Sparse matrix format for count and binary data & setting dtype of tensors


#1

Hello,

I am working on factor analysis model using greta on large count and binary matrices where most values are zero. I know it is possible to convert R Matrix dgCMatrix format to numpy sparse arrays with reticulate. So, I am wondering if it is straightforward to add support for sparse matrices in greta::as_data.

Also on the topic of large data, in the current version is it possible to change the dtype of tensor objects from float64 to float32 or from int64 to int32/int16 to reduce memory footprint of the data and large parameter tensors?

Thanks a lot,

Vitalii


#2

Unfortunately that’s not possible yet. We’re hoping to add support for sparse greta arrays in the future, but it probably won’t be for a while.

Tensorflow doesn’t have great sparse matrix support (not as good as numpy unfortunately), but it can do an efficient matrix multiplication between a dense and a sparse matrix. If this efficiency is important for your model, and you don’t mind digging a little deeper into greta’s internals, I could probably help you to put together a custom greta operation to do this efficiently. What is the operation exactly?

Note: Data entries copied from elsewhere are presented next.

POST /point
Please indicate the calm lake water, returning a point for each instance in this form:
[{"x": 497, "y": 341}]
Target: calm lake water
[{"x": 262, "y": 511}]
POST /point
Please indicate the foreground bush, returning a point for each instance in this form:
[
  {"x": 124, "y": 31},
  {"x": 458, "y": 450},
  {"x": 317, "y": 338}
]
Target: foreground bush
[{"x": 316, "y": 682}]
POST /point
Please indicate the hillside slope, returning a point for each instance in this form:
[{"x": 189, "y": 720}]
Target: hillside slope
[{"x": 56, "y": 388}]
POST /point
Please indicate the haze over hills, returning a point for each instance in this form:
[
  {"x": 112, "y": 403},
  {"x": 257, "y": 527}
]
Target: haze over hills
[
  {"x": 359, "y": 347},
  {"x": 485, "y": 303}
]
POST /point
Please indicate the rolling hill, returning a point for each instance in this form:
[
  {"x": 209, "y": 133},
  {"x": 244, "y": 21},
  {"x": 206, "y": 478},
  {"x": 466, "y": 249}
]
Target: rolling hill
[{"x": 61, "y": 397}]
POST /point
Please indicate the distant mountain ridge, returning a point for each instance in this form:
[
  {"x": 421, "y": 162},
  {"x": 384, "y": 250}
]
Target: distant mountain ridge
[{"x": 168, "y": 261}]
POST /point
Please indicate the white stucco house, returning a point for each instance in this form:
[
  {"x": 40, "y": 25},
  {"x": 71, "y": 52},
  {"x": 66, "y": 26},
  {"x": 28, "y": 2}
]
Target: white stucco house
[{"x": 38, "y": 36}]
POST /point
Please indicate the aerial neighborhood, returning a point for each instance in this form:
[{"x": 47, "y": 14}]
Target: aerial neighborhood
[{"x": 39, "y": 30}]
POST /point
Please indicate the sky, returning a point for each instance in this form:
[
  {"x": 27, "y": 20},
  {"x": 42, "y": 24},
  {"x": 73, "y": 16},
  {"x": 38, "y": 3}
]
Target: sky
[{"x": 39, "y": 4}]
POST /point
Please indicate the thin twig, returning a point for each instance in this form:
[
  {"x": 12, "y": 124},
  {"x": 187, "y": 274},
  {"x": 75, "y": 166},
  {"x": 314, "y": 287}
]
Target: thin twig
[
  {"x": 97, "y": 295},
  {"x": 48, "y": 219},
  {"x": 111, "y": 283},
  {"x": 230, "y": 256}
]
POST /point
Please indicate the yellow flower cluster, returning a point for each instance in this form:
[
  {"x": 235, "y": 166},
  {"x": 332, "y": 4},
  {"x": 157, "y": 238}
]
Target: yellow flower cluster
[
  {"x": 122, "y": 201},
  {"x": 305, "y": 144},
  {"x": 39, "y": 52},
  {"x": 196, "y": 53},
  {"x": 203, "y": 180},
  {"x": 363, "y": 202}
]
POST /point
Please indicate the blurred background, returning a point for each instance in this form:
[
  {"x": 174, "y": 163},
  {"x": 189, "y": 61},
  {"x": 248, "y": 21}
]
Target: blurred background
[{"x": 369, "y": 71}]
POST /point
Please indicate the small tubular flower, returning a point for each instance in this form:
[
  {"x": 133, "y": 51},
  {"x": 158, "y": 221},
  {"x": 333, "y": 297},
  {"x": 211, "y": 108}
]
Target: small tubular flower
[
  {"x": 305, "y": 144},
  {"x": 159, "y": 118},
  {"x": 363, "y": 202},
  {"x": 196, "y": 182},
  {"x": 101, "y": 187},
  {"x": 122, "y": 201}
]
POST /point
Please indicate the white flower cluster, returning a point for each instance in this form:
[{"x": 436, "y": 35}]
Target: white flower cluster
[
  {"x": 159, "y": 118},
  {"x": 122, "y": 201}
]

You can switch to single precision easily enough with the precision argument to greta::model(). That only does floats though, greta doesn’t explicitly handle integer greta arrays at the moment.


#3

Thanks for your explanation. I do not mind digging deeper into greta’s internals especially if that’s faster than rewriting my model directly in tensorflow or pytorch.
Without going into too much detail, I need to multiply a dense matrix of parameters by a sparse matrix of data c %*% data and then define poisson distribution over a sparse matrix of data distribution(data) = poisson(mu). This operation is done only once in the model so my main reason for using the sparse matrix format is data size ~5000 * 20000 (dimensions*data points) and can be even larger. So, would it possible to define custom operation for sparse data rather than parameters?

Another way to address my memory problem is to supply less data points in each tensorflow batch (e.g. 20 batches of 1000 points). As far as I understand, the batch size currently is all of the data to enable your way of doing MCMC. Would it be possible to change the batch size at least for likelihood/posterior optimisation with opt()?